Centeno B A, Warshaw A L, Mayo-Smith W, Southern J F, Lewandrowski K
Department of Pathology, Massachusetts General Hospital, Boston 02114, USA.
Acta Cytol. 1997 Jul-Aug;41(4):972-80. doi: 10.1159/000332775.
To prospectively evaluate fine needle aspiration biopsy (FNAB) of pancreatic cystic lesions.
We performed a blind, prospective study on percutaneous aspirates from 28 radiographically identified cysts, including 6 inflammatory cysts (5 pseudocysts and 1 abscess), 4 serous cystadenomas, 1 cystic islet cell tumor, 5 mucinous cystic neoplasms, 6 mucinous cystadenocarcinomas and 6 nonpancreatic cysts.
Four of six (67%) cystadenocarcinomas were identified as malignant, and the other two, which lacked sufficient morphologic criteria for malignancy, as consistent with mucinous cystic neoplasm. Two of five mucinous cystic neoplasms were correctly classified. One, which contained atypical cells, did not appear to be mucinous on the ThinPrep, and one, which lacked an epithelial component, was suggested because of the presence of mucin in the background. The fifth one contained inflammatory cells only. One of four serous cystadenomas produced a diagnostic specimen. FNAB of the cystic islet cell tumor was nondiagnostic.

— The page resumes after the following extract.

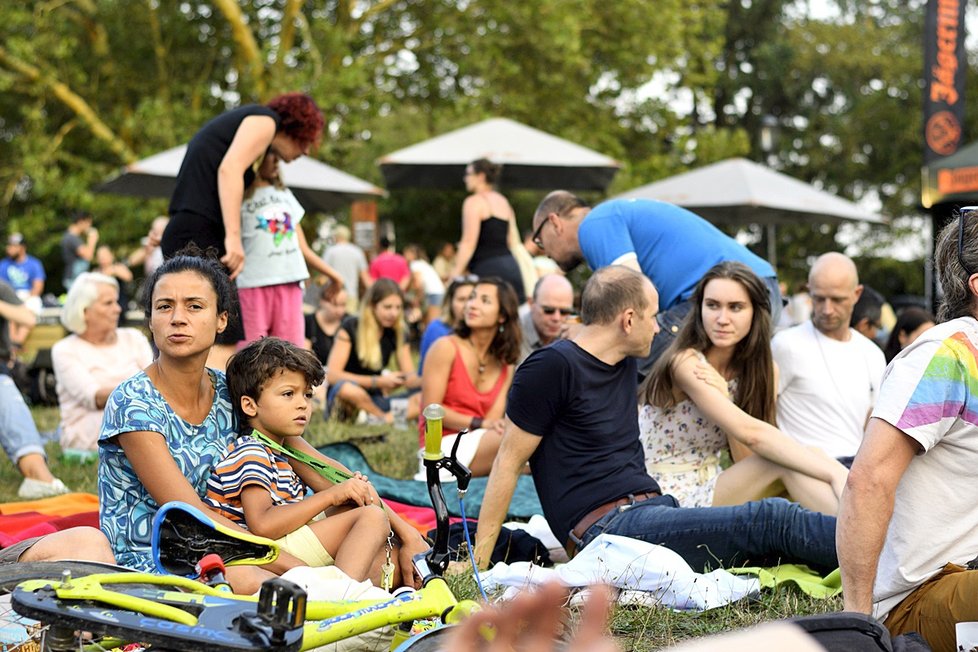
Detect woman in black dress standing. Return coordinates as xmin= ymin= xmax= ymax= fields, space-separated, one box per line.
xmin=452 ymin=158 xmax=526 ymax=303
xmin=160 ymin=93 xmax=323 ymax=369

Five of six inflammatory cysts (83%) were correctly diagnosed, whereas one case produced an acellular, nondiagnostic specimen. Six of 28 (23%) cases were nonpancreatic cysts, aspirated under the presumption that they were pancreatic cysts based on radiologic studies: only one case, a papillary cystadenocarcinoma of the stomach, was correctly diagnosed; the other five cases were nondiagnostic, and in two of these the assumption that the cysts were pancreatic in origin precluded an accurate classification.

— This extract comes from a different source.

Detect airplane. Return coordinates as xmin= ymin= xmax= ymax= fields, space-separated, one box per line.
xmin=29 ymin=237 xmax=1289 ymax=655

FNAB of pancreatic cystic lesions can differentiate mucinous from nonmucinous pancreatic cysts and provide definitive evidence of malignancy. In some cases, serous cystadenomas can be diagnosed. Pseudocysts can be suspected on the basis of an inflammatory smear lacking both epithelial cells and background mucin, but this finding is not specific. Nonpancreatic lesions constitute a significant percentage of cases aspirated as pancreatic cysts and present a major pitfall in cytologic interpretation.
前瞻性评估胰腺囊性病变的细针穿刺活检(FNAB)。
我们对28例经影像学检查发现的囊肿进行了盲法前瞻性经皮抽吸研究,其中包括6例炎性囊肿(5例假性囊肿和1例脓肿)、4例浆液性囊腺瘤、1例囊性胰岛细胞瘤、5例黏液性囊性肿瘤、6例黏液性囊腺癌和6例非胰腺囊肿。
6例囊腺癌中有4例(67%)被诊断为恶性,另外2例因缺乏足够的恶性形态学标准,被诊断为符合黏液性囊性肿瘤。5例黏液性囊性肿瘤中有2例被正确分类。1例含有非典型细胞,在ThinPrep涂片上似乎不是黏液性的,1例缺乏上皮成分,因背景中有黏液而被提示。第5例仅含有炎性细胞。4例浆液性囊腺瘤中有1例获得了诊断性标本。囊性胰岛细胞瘤的FNAB未得出诊断结果。6例炎性囊肿中有5例(83%)被正确诊断,而1例产生了无细胞的非诊断性标本。28例中有6例(23%)为非胰腺囊肿,根据影像学研究推测为胰腺囊肿而进行了抽吸:仅1例胃乳头状囊腺癌被正确诊断;其他5例为非诊断性,其中2例因认为囊肿起源于胰腺而无法进行准确分类。
胰腺囊性病变的FNAB可区分黏液性和非黏液性胰腺囊肿,并提供恶性的确定性证据。在某些情况下,可诊断浆液性囊腺瘤。假性囊肿可根据缺乏上皮细胞和背景黏液的炎性涂片怀疑,但这一发现并不特异。非胰腺病变在作为胰腺囊肿抽吸的病例中占相当比例,是细胞学解释中的一个主要陷阱。